We proposed ConfLab (Conference Living Lab) as a new concept for in-the-wild recording of real-life social human behavior, and provided a dataset from the first edition of ConfLab at ACM Multimedia 2019.
The interaction space with 48 subjects was captured via overhead videos, in which f-formations (conversation groups) were annotated. Each person in an F-formation is associated to their body pose tracks, wearable sensor data, and speaking status labels.
10 overhead cameras
∼ 45 min; 1920×1080 @ 60 fps
Recorded by a badge wearable:
- Low-freq. audio (1250 Hz)
- BT proximity (5 Hz)
- 9-axis IMU (56 Hz)
F-formation annotations (16min)
Annotated at 1Hz for 16 min of interaction.
Full body pose tracks (16min)
Full body pose tracks (17 body joints) annotated seperately per camera (5 cameras) for all participants in the scene.
Action annotations (16min)
Speaking status (binary) annotated continuously (60Hz) for all participants in the scene.
Data subjects reported research interests and level of experience within the MM community.
The ConfLab Template
ConfLab aims to be a template for future data collection in real-life, in-the-wild events through contributions such as the following.

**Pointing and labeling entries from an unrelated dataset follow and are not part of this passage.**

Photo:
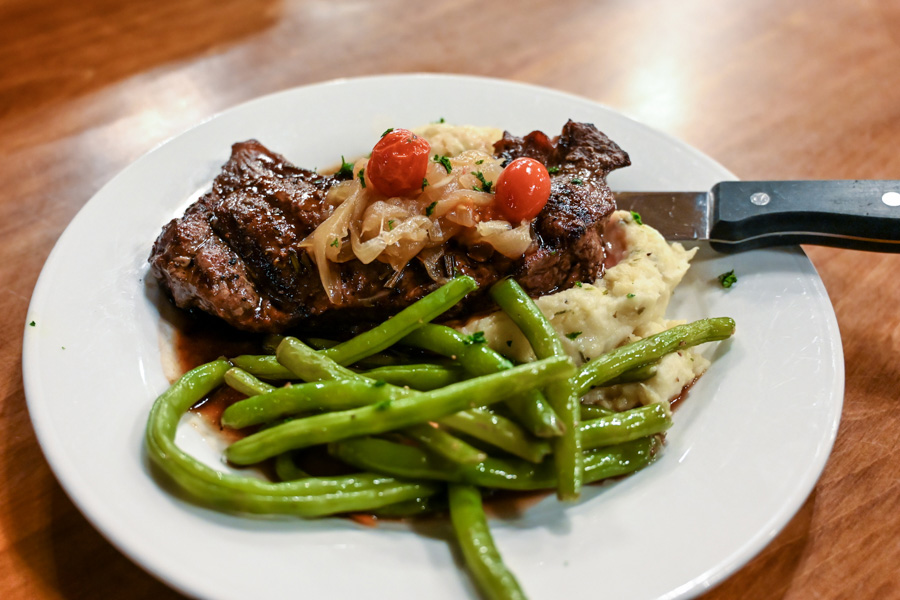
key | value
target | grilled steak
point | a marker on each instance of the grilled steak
(235, 253)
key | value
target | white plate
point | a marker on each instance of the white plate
(745, 451)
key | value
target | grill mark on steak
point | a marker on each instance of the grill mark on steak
(235, 253)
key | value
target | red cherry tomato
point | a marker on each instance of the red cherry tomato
(398, 163)
(523, 189)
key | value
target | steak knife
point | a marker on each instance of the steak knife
(743, 215)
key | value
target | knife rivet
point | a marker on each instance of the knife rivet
(760, 198)
(891, 198)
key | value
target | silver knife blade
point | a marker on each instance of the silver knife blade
(678, 216)
(743, 215)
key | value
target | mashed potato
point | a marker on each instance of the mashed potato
(627, 304)
(453, 140)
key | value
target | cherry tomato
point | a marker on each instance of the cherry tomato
(398, 163)
(523, 189)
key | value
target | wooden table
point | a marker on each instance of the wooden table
(801, 89)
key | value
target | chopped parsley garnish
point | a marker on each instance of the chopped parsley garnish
(346, 169)
(728, 279)
(485, 184)
(443, 161)
(475, 338)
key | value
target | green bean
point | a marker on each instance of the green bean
(531, 409)
(262, 365)
(310, 497)
(370, 362)
(298, 398)
(625, 426)
(245, 383)
(494, 579)
(309, 365)
(287, 469)
(418, 407)
(498, 431)
(622, 359)
(592, 411)
(421, 377)
(522, 310)
(394, 329)
(444, 444)
(407, 462)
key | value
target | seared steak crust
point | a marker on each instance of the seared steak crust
(235, 253)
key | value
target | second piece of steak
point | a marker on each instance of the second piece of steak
(235, 253)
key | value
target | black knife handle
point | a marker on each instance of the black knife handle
(862, 215)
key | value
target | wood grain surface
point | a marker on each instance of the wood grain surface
(772, 89)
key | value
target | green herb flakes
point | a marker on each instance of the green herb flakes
(443, 161)
(728, 279)
(475, 338)
(485, 184)
(346, 169)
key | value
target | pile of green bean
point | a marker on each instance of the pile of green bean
(423, 436)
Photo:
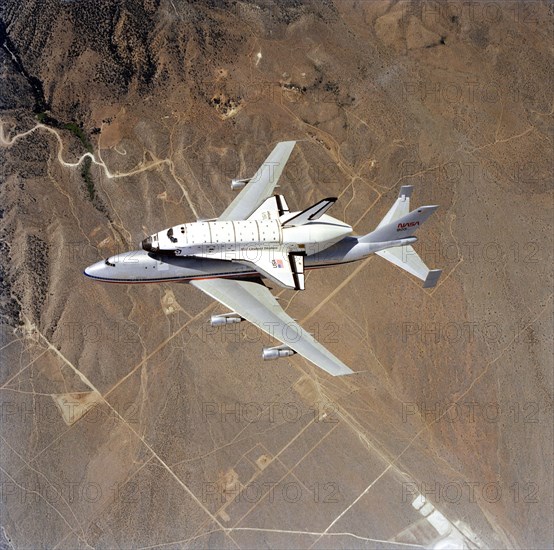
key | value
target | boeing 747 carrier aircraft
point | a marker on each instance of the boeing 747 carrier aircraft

ConfLab is the first large-scale mingling dataset to be annotated for full-body poses. This was possible by using continuous annotation techniques for both keypoints and actions. In pilot studies we measured a 3x speed up in keypoint annotation when using our continuous method when compared to the traditional technique of annotating every frame, followed by interpolation.
The following video shows some of the dataset and annotation interface:
Our continuous methods are implemented and made available as part of the Covfee framework.